Они встретились через три года, летом, на речном пляже. На берегу росли ивы, плескались выгоревшие флаги, в воде отражались тощие яхты. Аюшин фотографировал купальщиц, рядом на треноге висела пестрая витрина его продукции. Снимки поблекли на ярком солнце, но это никого не смущало, и веселые компании охотно соглашались позировать бойкому фотографу. А по асфальтовой дорожке мимо пляжных грибков в подкатанных штанах и майке Плаксин катил бочку с пивом. Притомившись, он остановился, сел на бочку и закурил. Тут его Аюшин и щелкнул, а на следующий день на этом же месте вручил снимок. Очень хорошая получилась фотография – солнечная, радостная, на лице у Плаксина наслаждение от первой затяжки, за его спиной девушки с невероятными улыбками, река, ивы, очередь к пивному ларьку… «На добрую и долгую память о совместной борьбе за всеобщую безопасность», – написал Аюшин на обороте.
Но это было на следующий день, а тогда, увидев направленный на него фотоаппарат, Плаксин в первую секунду встрепенулся, вспомнив, видимо, прежние инструкции, но тут же расслабился, даже улыбнулся, а Аюшина узнал, лишь когда тот убрал от лица фотоаппарат.
– Старик! – радостно протянул Аюшин. – Хочешь анекдот? Слышал, как чукчу живым в Мавзолей положили?
– Старый, – беззлобно отмахнулся Плаксин. – А ты знаешь, как чукча решил купить часы со Спасской башни?
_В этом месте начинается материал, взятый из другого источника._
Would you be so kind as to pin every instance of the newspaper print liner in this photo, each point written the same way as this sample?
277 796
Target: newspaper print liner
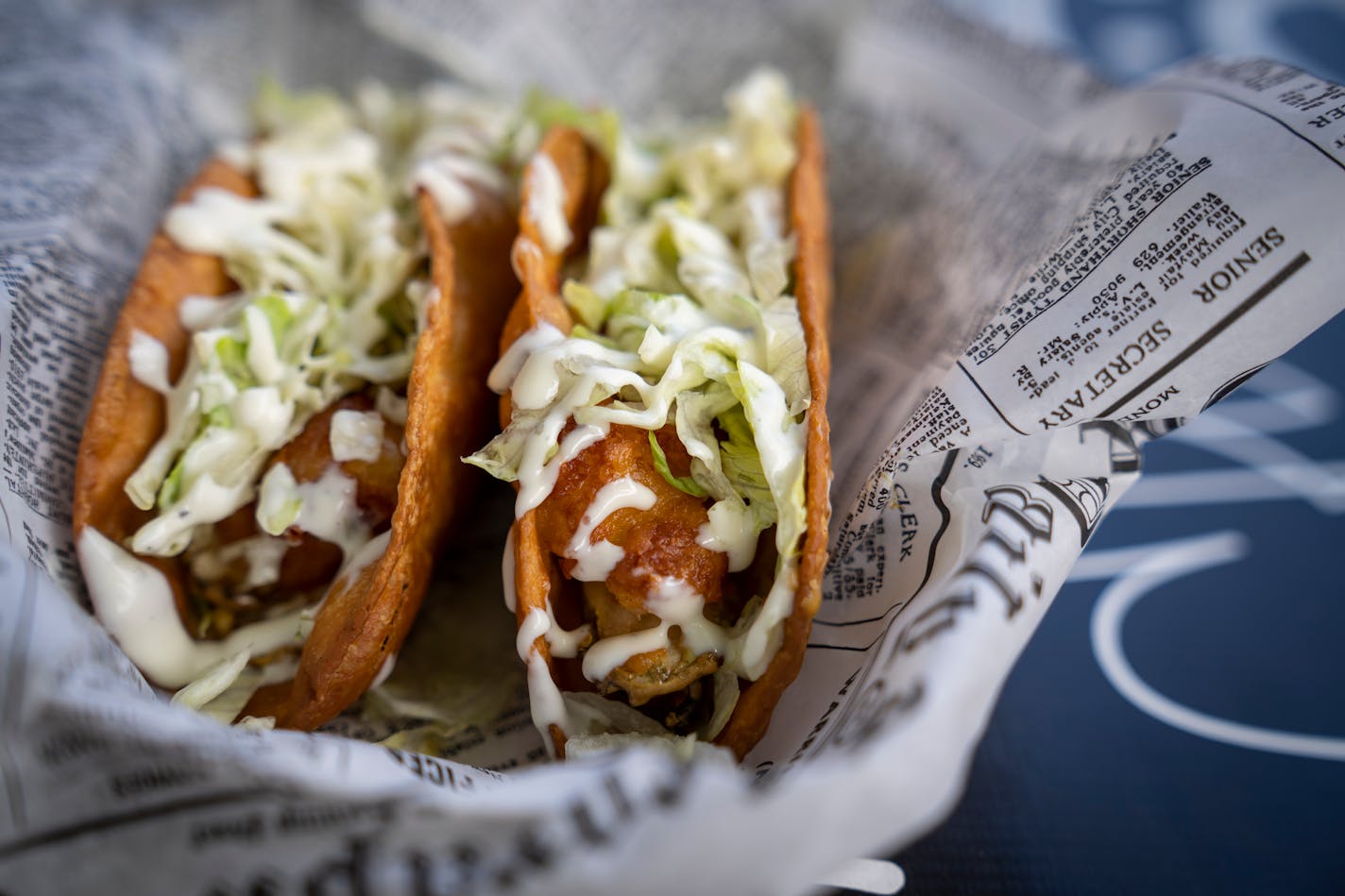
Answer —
584 175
– Знаю, но все равно расскажи!
– Как поживаешь?
– Ничего. – Аюшин кивнул в сторону треноги. – А у тебя как? Уцелело государство?
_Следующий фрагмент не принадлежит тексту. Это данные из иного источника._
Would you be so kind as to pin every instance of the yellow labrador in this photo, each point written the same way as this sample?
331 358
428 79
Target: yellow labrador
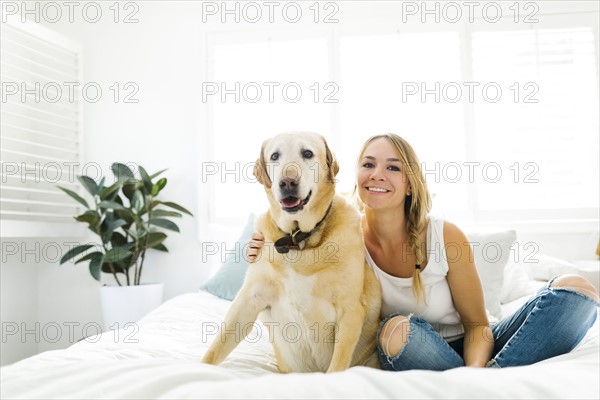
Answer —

– Государство-то уцелело, а я вот не очень… Напрасно ты на меня телегу накатал, ох напрасно!
– Ничего я на тебя не катал! – воскликнул Аюшин.
– Честно?! – Плаксин от удивления даже с бочки спрыгнул. – А за что же меня тогда…
– У Балмасова спроси, – рассмеялся Аюшин. – Я не писал. Бесполезно. Ворон ворону глаз не выклюет.
– Выклевал, – с сожалением проговорил Плаксин. – Я у них первый человек! Пока бочку не прикачу, так и будут стоять на солнышке. Пошли. – И, опрокинув бочку набок, он покатил ее, пиная босыми пятками, к тому месту, где уже выстроилась очередь голых мужчин и женщин. Не совсем, конечно, голых, почти.
СИЛА СЛОВА
Поначалу никто не связывал странные события в заводоуправлении с появлением новой уборщицы. Ну пришла тетя Паша и пришла. Определили ей участок работы, оговорили всякие условия, пригрозили слегка, как водится, чтоб не увиливала от обязанностей, не прогуливала, не теряла метлы и швабры. Потом прибавили ей и ту работу, которую она выполнять была вовсе и не обязана, – уборку буфета, двора, еще что-то, но пообещали с отпуском, путевку посулили в летний месяц – в общем договорились.
И приступила тетя Паша к работе.
Надо сказать, что заводоуправление – это только слово большое да значительное. За этим словом стояло небольшое двухэтажное здание с громыхающими дверями на разболтанных петлях. У порога лежала деревянная решетка, сквозь которую должна была проникать грязь, но до появления тети Паши грязь эта никуда не проникала, поскольку решетка была напрочь забита. Завод этот выпускал продукцию самую что ни на есть простую – гвозди, дверные петли, гвоздодеры, лопаты и прочую дребедень. И народец здесь подобрался тоже пошиба не больно высокого. Оно и понятно – для выпуска гвоздодеров не требуются специалисты по электронике, знатоки программного управления, да и роботы сюда еще не добрались. А специалисты высокого класса постепенно ушли на соседние предприятия, где им предложили и зарплату повыше, и премию квартальную, и тринадцатую зарплату, и путевку к морю, и машину вне очереди – вещи вроде бы и не самые главные в жизни, но от которых трудно отказаться, которыми почти невозможно пренебречь.